Since these attacks are specifically designed to exploit the human nature of wanting a good deal, it is extremely important to prevent these attacks from ever reaching their desired victims – because just one “wrong click” or swipe on a profile may cause tremendous damage.
Check Point Research (CPR) reported that there has been a spike in malicious activity targeting Valentine’s Day shoppers. In January 2022, CPR documented a 152% jump in domain registrations themed around Valentine’s Day, where 6% were deemed malicious. 55% of those domains were marked suspicious.
“Cybercriminals are going after Valentine’s Day shoppers intensely this year. We’ve seen a staggering 152% jump in domain registrations themed around Valentine’s Day in January, where a good amount of those domains are either malicious or suspicious. Cybercriminals are looking to take advantage of the moment. They aim to dupe shoppers into making ‘purchases’ on their sites, but it’s a decoy to steal personal information, which could lead to a whole host of problems for victims,” commented Omer Dembinsky, Data Group Manager at Check Point Software.
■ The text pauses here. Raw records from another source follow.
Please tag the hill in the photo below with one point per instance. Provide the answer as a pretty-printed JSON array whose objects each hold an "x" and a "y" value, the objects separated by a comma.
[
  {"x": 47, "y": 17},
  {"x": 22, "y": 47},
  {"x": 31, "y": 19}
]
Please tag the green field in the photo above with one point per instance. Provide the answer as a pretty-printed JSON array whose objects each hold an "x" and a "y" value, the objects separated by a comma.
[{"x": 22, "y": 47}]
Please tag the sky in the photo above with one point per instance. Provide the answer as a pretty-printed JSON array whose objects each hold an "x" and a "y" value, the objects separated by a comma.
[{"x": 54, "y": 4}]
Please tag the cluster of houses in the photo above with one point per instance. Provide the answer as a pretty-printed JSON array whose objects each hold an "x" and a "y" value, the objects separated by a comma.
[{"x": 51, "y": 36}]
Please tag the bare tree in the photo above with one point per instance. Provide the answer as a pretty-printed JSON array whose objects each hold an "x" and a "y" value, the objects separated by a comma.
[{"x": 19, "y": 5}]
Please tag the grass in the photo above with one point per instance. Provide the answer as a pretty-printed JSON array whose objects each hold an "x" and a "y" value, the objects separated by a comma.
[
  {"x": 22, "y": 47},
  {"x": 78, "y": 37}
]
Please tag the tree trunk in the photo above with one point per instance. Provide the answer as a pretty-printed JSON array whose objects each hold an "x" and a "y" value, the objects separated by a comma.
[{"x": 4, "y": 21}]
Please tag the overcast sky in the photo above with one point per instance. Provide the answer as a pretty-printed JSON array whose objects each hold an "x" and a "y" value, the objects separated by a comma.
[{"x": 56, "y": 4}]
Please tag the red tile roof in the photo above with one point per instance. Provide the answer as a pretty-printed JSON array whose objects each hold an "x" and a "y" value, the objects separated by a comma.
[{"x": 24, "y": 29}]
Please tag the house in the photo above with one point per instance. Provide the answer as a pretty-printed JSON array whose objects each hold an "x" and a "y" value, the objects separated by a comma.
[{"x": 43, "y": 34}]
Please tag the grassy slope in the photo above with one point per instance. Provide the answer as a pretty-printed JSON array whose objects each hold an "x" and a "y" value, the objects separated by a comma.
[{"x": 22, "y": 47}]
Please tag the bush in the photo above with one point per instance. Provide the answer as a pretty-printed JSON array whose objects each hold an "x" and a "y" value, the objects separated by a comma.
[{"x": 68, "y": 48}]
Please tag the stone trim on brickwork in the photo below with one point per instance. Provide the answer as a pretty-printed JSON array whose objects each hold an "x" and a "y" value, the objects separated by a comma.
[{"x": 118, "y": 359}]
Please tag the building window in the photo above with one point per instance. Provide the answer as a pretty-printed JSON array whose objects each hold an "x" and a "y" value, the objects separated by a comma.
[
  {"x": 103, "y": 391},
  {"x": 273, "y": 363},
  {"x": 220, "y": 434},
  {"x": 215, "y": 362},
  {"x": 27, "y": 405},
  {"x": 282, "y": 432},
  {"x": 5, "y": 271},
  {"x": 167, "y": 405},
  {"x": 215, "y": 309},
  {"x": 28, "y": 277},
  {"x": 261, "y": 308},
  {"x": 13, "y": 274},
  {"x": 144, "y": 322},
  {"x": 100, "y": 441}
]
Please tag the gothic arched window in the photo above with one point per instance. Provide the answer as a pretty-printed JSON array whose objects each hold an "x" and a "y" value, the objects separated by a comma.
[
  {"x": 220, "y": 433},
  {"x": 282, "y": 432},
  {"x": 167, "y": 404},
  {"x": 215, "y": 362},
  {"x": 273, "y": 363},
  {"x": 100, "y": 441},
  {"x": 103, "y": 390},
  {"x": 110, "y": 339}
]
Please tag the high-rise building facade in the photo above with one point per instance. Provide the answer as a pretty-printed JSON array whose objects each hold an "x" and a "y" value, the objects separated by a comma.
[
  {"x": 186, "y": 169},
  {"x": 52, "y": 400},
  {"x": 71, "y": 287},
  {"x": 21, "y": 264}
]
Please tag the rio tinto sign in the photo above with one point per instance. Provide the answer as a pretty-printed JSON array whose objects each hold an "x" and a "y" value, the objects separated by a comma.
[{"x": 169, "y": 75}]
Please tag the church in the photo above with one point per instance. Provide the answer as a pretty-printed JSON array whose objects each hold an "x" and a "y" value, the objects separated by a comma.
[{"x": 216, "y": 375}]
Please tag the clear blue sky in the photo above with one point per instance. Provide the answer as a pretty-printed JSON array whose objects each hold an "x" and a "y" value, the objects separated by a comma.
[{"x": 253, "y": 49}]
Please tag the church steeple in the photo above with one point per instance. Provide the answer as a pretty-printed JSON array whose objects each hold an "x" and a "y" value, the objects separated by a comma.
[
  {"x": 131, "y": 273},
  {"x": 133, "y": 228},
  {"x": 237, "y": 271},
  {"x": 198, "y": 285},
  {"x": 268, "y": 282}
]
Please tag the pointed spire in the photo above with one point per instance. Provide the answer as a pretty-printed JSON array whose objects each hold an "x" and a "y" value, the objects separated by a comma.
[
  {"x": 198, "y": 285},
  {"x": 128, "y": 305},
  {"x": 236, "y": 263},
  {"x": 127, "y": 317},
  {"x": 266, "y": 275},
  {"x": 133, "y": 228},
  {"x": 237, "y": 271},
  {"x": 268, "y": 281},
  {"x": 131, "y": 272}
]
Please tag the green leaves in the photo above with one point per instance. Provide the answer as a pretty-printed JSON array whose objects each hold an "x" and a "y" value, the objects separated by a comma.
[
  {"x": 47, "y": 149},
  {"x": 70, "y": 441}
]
Despite the increased number of dating apps and services, the reality is, users need to be vigilant when using such services. Be it swiping profiles on Tinder or buying a bouquet online, these apps collect data that may be used against their real purpose.
For some, the offers and relationship opportunities may be too good to be true. However, as tempting as they may sound, users must always take extra precautions to avoid being scammed.